I would definitely consider not cooking at all while you're camping, since your logistics are already trickier than on a typical camping trip. It simplifies things immensely if you can forget about stove, fuel, and pots/pans. Depending on what type of food you take, you might not even need plates or utensils or anything to wash up with.
posted by Redstart at 12:15 PM on January 13, 2015

There is no need to pack a stove for just two nights of camping even if you want hot food. A burger basket+campfire can handle breakfast sausages (or heat up precooked bacon), grilled cheese for lunch and burgers for dinner. You can heat foil packets of precooked meat and potato hash in them. Maybe you get two since you have 5 people. They are light and cheap enough to buy when you land and then leave at a thrift store if you don't want to bring them home.
posted by soelo at 12:30 PM on January 13, 2015

soelo - campfire bans are often in effect in national parks during summer months. Definitely can't plan on cooking over an open fire being a sure thing!
posted by handful of rain at 12:43 PM on January 13, 2015

If you rent a car to get there, how about renting a small pop-up to tow behind it? That covers all the food prep and shelter contingencies.
posted by resurrexit at 1:19 PM on January 13, 2015

I've met the couple who run Tonto Trails, and you can get a fully equipped 4x4 Sportsmobile or Crewcab Pickup and 4Wheel Camper to rent for your trip. More pics on their FB page. You'll probably want an additional ground tent, but they will otherwise have pretty much everything you need to head out. They are in Durango, CO, but I'm sure arrangements can be made.

With that, you can get to one of my favorite Grand Canyon camp sites - Point Sublime. A high clearance vehicle (any stock 4x4 will do) and a permit is required to camp there, but trust me - it is totally worth it. You camp just yards from the 2000+ foot drop into the canyon and the views are indescribably awesome.

Even if that is too much, the campground at Jacob Lake is nice, and there are many campgrounds along Hwy 67 down to the North Rim visitors center.

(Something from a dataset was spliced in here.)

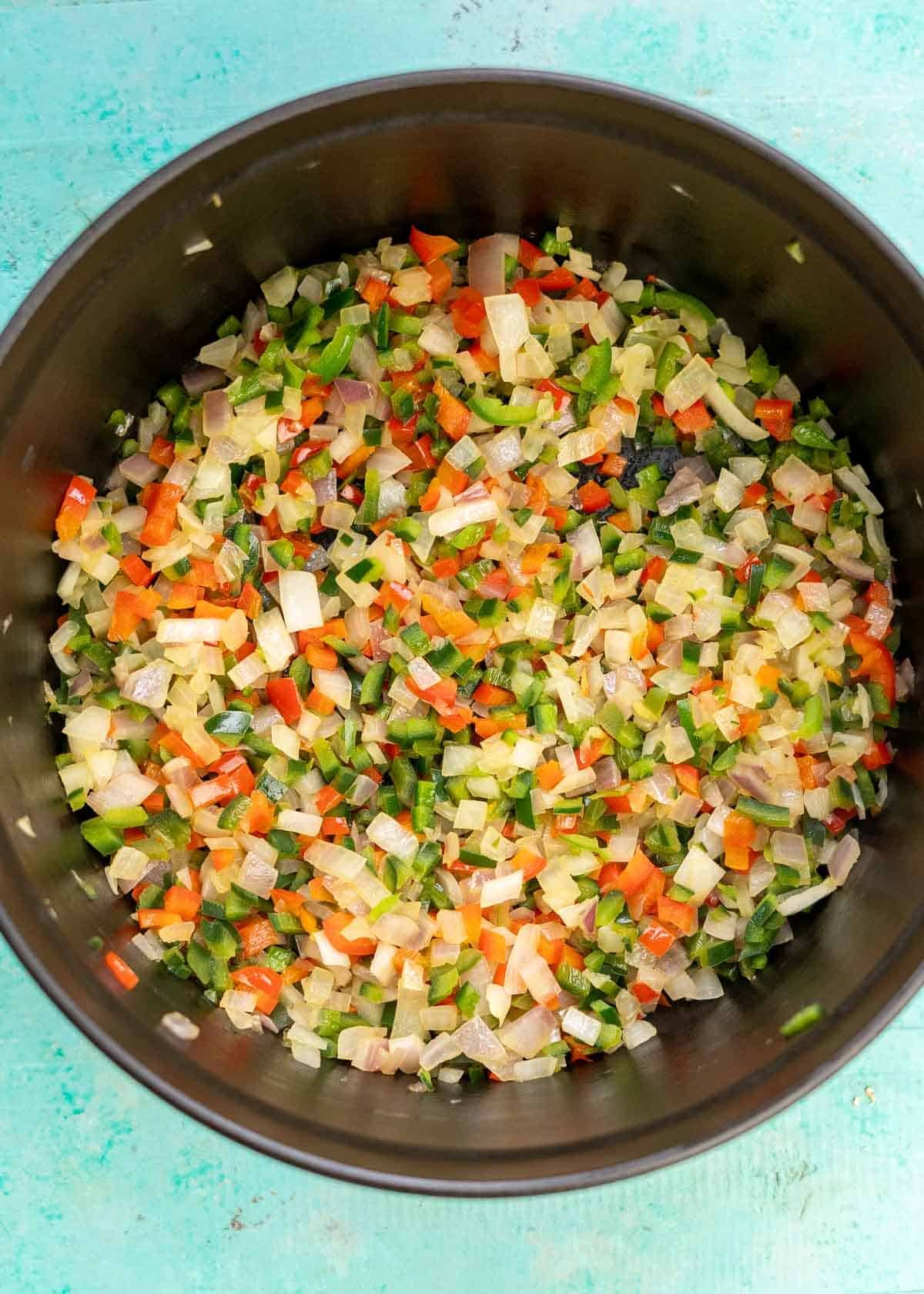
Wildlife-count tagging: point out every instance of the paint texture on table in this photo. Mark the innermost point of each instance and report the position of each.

If all of that is full, dispersed camping is allowed in the Kaibab National Forest that surrounds it. The visitor center there at Jacob Lake can give you more up to date info when you are there. For my money, the North rim is far superior to the South rim.

Soelo - open fire bans are usually in effect May-Oct, so a stove may be the only way to cook. If you call ahead to the ranger stations a week or so before the trip, you can get better info on fire bans.
posted by Pogo_Fuzzybutt at 1:35 PM on January 13, 2015

You could ship your gear via USPS/Fedex/UPS in advance to your hotel in Las Vegas if you don't want to rent it.
posted by ShooBoo at 1:59 PM on January 13, 2015 [1 favorite]

We've coed at Zion with just a tarp - big enough to lie on with extra to pull over ourselves if it rains. Be aware that you can't ship fuel if you ship a stove but it's easy to buy fuel and burn it off especially if you buy or ship a small backpacking stove.

For the short amount of time you mention I would just go to Zion- hike the Narrows, Angel's Landing, spend se time in the Kolob section of the park and some time on the slick rock at Checkerboard Mesa. All of the sites within the main part of the park are reachable by bus and in fact you aren't allowed to drive there. Probably wise to look into reserving a campsite sooner than later.
posted by leslies at 7:23 PM on January 13, 2015

I know people who packed a few things but once off the plane just shopped at walmart - tent, sleeping bags, etc - for the minimum needed. Much cheaper than a hotel. At the end of the trip, they dropped off what they wouldn't need or couldn't transport at the goodwill. I think they had some extra duffels to take a couple of the sleeping bags home as they could use them. I thought this was genius and minimalist.
posted by RoadScholar at 1:07 PM on January 14, 2015

Just thought I'd mention as someone who lives in Vegas, July is really hot. Grand canyon also really hot. Zion is better.